Friday, November 9, 2007

Philip Halliday Smith


Philip Halliday Smith, 92, died Sunday, Nov. 4, 2007, at St. Luke's Wood River Medical Center in Ketchum.

Phil was born in Gooding, Idaho, to H.W. Carlyle Smith and Eunice Calderhead Smith on April 8, 1915. The family moved to Parma, Idaho, when Phil was a toddler and lived on a sheep ranch owned by his father. Phil, with his mother and his older siblings, Marjorie and Will, followed the sheep in the spring from Parma to Idaho City, first in a wagon and later in the first Buick motorcar in Parma. They spent the summers in a bungalow overlooking the old prison and playing in the cabins left when the Chinese miners moved out.

The family moved to Caldwell where Phil finished grade school and high school and then went on to attend the College of Idaho from 1934 to 1937.

Some of Phil's best memories were of working summers at the Triumph Mine for his brother-in-law, Art Jensen, who had married Phil's sister in 1936. The characters and places that made up the landscape of the Wood River Valley in the years when mining and ranching were starting to come out of the Recession and Sun Valley was being built were forever etched in Phil's mind as the best of times.

Phil enlisted in the National Guard's 116th Armed Cavalry in 1940 and entered active service on April 1, 1941. He shipped to England in August of 1944 just in time to miss D-Day but in plenty of time to move into France with 12th Corps and meet up with General Patton for the Battle of the Bulge. Phil fought across France, Germany and into Austria. He was awarded a Bronze Star for his valor and service.

Phil spent the rest of his life living and working in two of the most beautiful places in the country—Carmel and Pebble Beach in California and the Wood River Valley in Idaho. He went to work with a friend after the war in the refrigeration business and later for a commercial flower grower in the Carmel Valley. He finally went to work for Pebble Beach Co. as an assayer in their glass sand division and worked for the company until his retirement.

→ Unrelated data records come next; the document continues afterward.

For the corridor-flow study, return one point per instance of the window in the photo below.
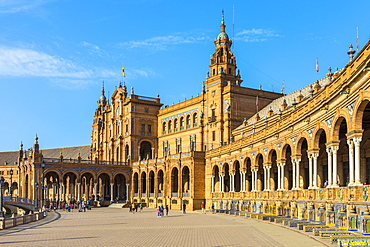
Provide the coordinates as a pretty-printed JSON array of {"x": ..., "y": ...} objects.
[
  {"x": 176, "y": 123},
  {"x": 164, "y": 128},
  {"x": 188, "y": 121},
  {"x": 195, "y": 119},
  {"x": 182, "y": 123},
  {"x": 169, "y": 126}
]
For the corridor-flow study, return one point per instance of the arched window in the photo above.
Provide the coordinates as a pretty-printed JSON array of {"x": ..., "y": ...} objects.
[
  {"x": 164, "y": 128},
  {"x": 195, "y": 119},
  {"x": 188, "y": 121},
  {"x": 182, "y": 123},
  {"x": 176, "y": 124},
  {"x": 169, "y": 126}
]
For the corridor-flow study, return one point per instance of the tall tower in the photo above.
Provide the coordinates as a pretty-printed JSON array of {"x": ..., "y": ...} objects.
[
  {"x": 223, "y": 76},
  {"x": 125, "y": 129}
]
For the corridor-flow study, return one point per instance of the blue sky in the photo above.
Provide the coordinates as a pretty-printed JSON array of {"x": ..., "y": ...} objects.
[{"x": 54, "y": 55}]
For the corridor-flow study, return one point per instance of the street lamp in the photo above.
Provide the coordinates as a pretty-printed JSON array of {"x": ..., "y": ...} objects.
[
  {"x": 43, "y": 186},
  {"x": 1, "y": 197},
  {"x": 11, "y": 184},
  {"x": 37, "y": 196}
]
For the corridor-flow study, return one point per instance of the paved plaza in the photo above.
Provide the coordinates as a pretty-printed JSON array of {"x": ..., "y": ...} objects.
[{"x": 119, "y": 227}]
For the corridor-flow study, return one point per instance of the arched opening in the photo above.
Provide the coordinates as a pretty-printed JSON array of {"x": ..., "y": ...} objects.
[
  {"x": 248, "y": 175},
  {"x": 174, "y": 182},
  {"x": 143, "y": 184},
  {"x": 136, "y": 184},
  {"x": 322, "y": 161},
  {"x": 151, "y": 183},
  {"x": 145, "y": 150},
  {"x": 237, "y": 185},
  {"x": 127, "y": 152},
  {"x": 303, "y": 165},
  {"x": 260, "y": 173},
  {"x": 288, "y": 168},
  {"x": 186, "y": 181},
  {"x": 343, "y": 154},
  {"x": 119, "y": 188},
  {"x": 87, "y": 184},
  {"x": 216, "y": 179},
  {"x": 226, "y": 172},
  {"x": 274, "y": 176},
  {"x": 104, "y": 187},
  {"x": 160, "y": 183},
  {"x": 195, "y": 120}
]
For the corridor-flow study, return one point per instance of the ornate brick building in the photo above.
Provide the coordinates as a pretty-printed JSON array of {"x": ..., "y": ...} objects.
[{"x": 305, "y": 154}]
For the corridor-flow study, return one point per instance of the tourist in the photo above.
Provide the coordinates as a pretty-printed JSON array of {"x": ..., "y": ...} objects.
[{"x": 159, "y": 212}]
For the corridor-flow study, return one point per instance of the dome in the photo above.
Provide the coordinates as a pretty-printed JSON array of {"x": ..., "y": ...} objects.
[
  {"x": 222, "y": 36},
  {"x": 102, "y": 98}
]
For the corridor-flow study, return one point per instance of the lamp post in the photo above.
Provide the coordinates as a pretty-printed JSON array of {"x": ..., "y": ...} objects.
[
  {"x": 11, "y": 184},
  {"x": 1, "y": 197},
  {"x": 37, "y": 196},
  {"x": 43, "y": 186}
]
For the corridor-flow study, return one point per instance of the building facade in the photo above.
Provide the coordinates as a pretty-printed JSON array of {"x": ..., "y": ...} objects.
[{"x": 304, "y": 155}]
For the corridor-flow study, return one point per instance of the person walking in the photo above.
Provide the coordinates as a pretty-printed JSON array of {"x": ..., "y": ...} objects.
[{"x": 203, "y": 208}]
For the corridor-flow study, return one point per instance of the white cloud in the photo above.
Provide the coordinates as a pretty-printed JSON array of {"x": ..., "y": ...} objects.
[
  {"x": 256, "y": 35},
  {"x": 27, "y": 62},
  {"x": 161, "y": 42},
  {"x": 15, "y": 6}
]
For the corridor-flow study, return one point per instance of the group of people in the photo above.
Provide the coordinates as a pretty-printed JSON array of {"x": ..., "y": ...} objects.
[
  {"x": 134, "y": 206},
  {"x": 82, "y": 206},
  {"x": 160, "y": 211}
]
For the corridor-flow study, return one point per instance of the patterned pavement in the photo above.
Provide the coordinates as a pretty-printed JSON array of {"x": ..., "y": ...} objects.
[{"x": 118, "y": 227}]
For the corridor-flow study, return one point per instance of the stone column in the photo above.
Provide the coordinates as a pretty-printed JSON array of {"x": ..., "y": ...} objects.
[
  {"x": 118, "y": 191},
  {"x": 127, "y": 185},
  {"x": 220, "y": 182},
  {"x": 256, "y": 179},
  {"x": 253, "y": 178},
  {"x": 350, "y": 162},
  {"x": 279, "y": 177},
  {"x": 297, "y": 161},
  {"x": 294, "y": 186},
  {"x": 264, "y": 179},
  {"x": 213, "y": 184},
  {"x": 95, "y": 190},
  {"x": 314, "y": 181},
  {"x": 357, "y": 142},
  {"x": 60, "y": 191},
  {"x": 78, "y": 191},
  {"x": 310, "y": 182},
  {"x": 334, "y": 150},
  {"x": 111, "y": 192},
  {"x": 268, "y": 169},
  {"x": 282, "y": 165},
  {"x": 330, "y": 173}
]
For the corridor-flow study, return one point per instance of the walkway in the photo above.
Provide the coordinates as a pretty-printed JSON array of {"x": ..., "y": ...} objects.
[{"x": 118, "y": 227}]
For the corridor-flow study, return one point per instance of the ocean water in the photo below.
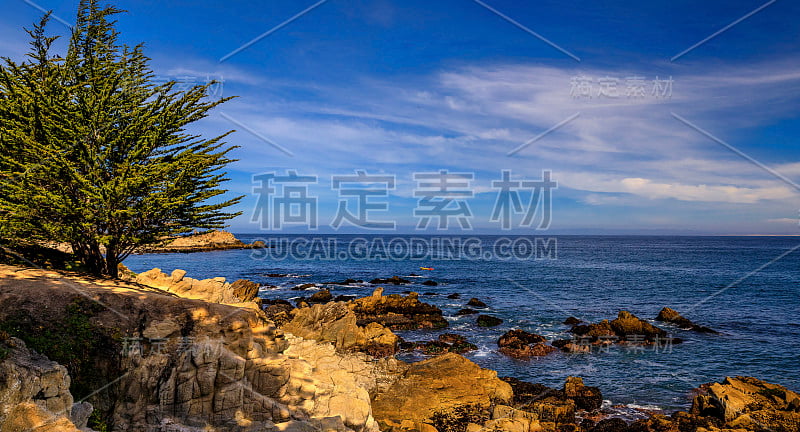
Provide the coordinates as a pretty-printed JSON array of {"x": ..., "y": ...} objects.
[{"x": 720, "y": 282}]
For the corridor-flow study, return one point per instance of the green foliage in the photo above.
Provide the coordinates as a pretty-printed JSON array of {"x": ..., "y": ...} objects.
[{"x": 93, "y": 154}]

Phil was married to Margaret Hensel in 1955 and helped to raise her two children, Peter and Judy. After they were divorced in 1971, Phil moved to a garret apartment over a garage at the home of Henry and Mona Williams. He became friends, caretaker, and almost family to the Williamses and their children.

Phil had a fine tenor voice and sang for years in the choir of the Presbyterian Church in Carmel and in the choir and congregation of Emmanuel Episcopal Church in Hailey.

When Henry and Mona passed away, Phil moved to Hailey in 1981 to live with his sister, Marjorie Jensen. "Uncle" Phil became a well-known and much loved figure in Hailey, making his daily rounds of the post office, grocery store, hardware store, nursery and other local establishments. Often store clerks would come out from behind their counters to give him a hug. He was a nice man.

Phil is survived by his nephew, Art Jensen, and his wife, Sue, of Eagle, Idaho, and their family, Mike Shuman of Hawaii, Kevin Jensen of Bothel, Wash., and Lisa Jensen, of San Francisco, Calif. He was preceded in death by his parents, his brother Will Smith, and his sister Marjorie Jensen.

Phil's family wishes to express sincere appreciation for the wonderful care Phil received at Blaine Manor and St. Luke's Wood River Medical Center.

Memorial services will be held at 2 p.m., Saturday, Nov. 10, 2007, at the Emmanuel Episcopal Church in Hailey.

Cremation was under the care of the Wood River Chapel, Hailey, Idaho.